Остаток дня они провели в праздности, поскольку все очень устали от Испытаний. Мегэн настояла, чтобы Лахлан и Изолт находились порознь, поэтому Облачная Тень увела крылатого прионнса в сады к другим Селестинам. Позже Изолт услышала, как он пел для них, и почувствовала, что ее наполняет нежность. Как далеко Лахлан ушел от того угрюмого подозрительного горбуна, каким он был при их знакомстве! Она подумала о том, были ли столь же сильно заметны изменения, которые произошли с ней самой.
День клонился к вечеру, Купальский праздник был в самом разгаре, когда Латифа отыскала Изабо. Та как раз собралась присесть за длинный стол и перекусить хлебом с медом. Как-то так получилось, что за весь день во рту у нее не было ни крошки. Она уже чуть было не впилась зубами в кусок хлеба, когда Латифа поймала ее за руку.
— Погоди, девочка, поешь попозже. Пойдем со мной. Я хочу, чтобы ты вычистила печь.
Сьюки состроила Изабо сочувственную гримаску, видя, с какой неохотой рыжеволосая девушка встала из-за стола. Все служанки терпеть не могли чистить печь, которая нагревала водяные трубы, поскольку работа это была нудная и грязная, её обычно приберегали для самых низших поварят. Все гадали, что же такого натворила Изабо, чтобы так рассердить Латифу, если ее наказание было столь суровым. Изабо и сама была озадачена.

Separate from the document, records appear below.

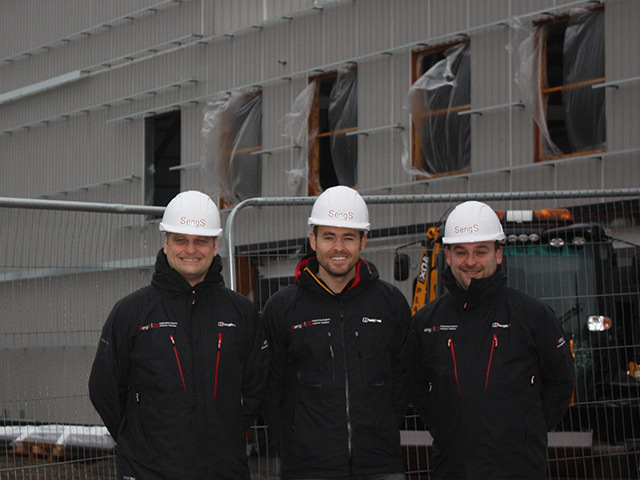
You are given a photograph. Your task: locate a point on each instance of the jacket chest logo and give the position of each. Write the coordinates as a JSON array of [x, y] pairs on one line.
[[151, 325], [311, 323], [371, 320], [500, 325], [441, 328]]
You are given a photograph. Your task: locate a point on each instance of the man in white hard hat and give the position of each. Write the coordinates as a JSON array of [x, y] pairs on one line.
[[494, 372], [181, 364], [337, 389]]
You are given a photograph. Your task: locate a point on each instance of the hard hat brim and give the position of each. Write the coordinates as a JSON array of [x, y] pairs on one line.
[[216, 232], [338, 223]]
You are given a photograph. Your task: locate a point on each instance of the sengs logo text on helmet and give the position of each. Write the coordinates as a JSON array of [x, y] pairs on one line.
[[467, 229], [192, 222], [340, 215]]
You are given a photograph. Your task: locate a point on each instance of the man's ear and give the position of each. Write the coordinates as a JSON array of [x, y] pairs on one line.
[[164, 245], [312, 241], [363, 242]]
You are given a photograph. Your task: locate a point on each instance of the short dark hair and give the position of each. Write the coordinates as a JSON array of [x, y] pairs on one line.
[[315, 231]]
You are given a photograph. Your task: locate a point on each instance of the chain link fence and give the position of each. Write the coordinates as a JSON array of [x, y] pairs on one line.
[[63, 265]]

К ее удивлению Латифа повела ее в совершенно противоположном направлении. Они поднялись по узенькой черной лестнице, выше комнат служанок, выше, чем Изабо когда-либо забиралась. По длинным галереям, узким коридорам и извилистым лестницам Латифа провела ее в самую старую часть дворца. Залы здесь были узкими, а их стены были сделаны из серого камня, а не из сияющего голубого мрамора.
Позвякивая ключами, висящими у нее на талии, Латифа остановилась посреди коридора и отдернула складки старинных занавесей. За ними скрывалась небольшая дверца. Латифа пошарила в своей массивной связке и выудила длинный ключ с богато украшенной головкой, отперла дверь, и они проскользнули внутрь. Изабо почувствовала, что ее любопытство начинает разыгрываться не на шутку.
Они стояли в темном помещении. На кончике пальца Латифы взметнулось высокое пламя, и кухарка, махнув другой рукой, сделала Изабо знак идти за ней, Изабо шагнула в колышущуюся тьму, осторожно выбирая, куда ступить. Повернувшись спиной к Латифе, она подняла правую руку и попыталась сделать так же, как та. Но ей удалось высечь лишь крошечную искорку, так что она засунула руку обратно под фартук — ко второй, изуродованной.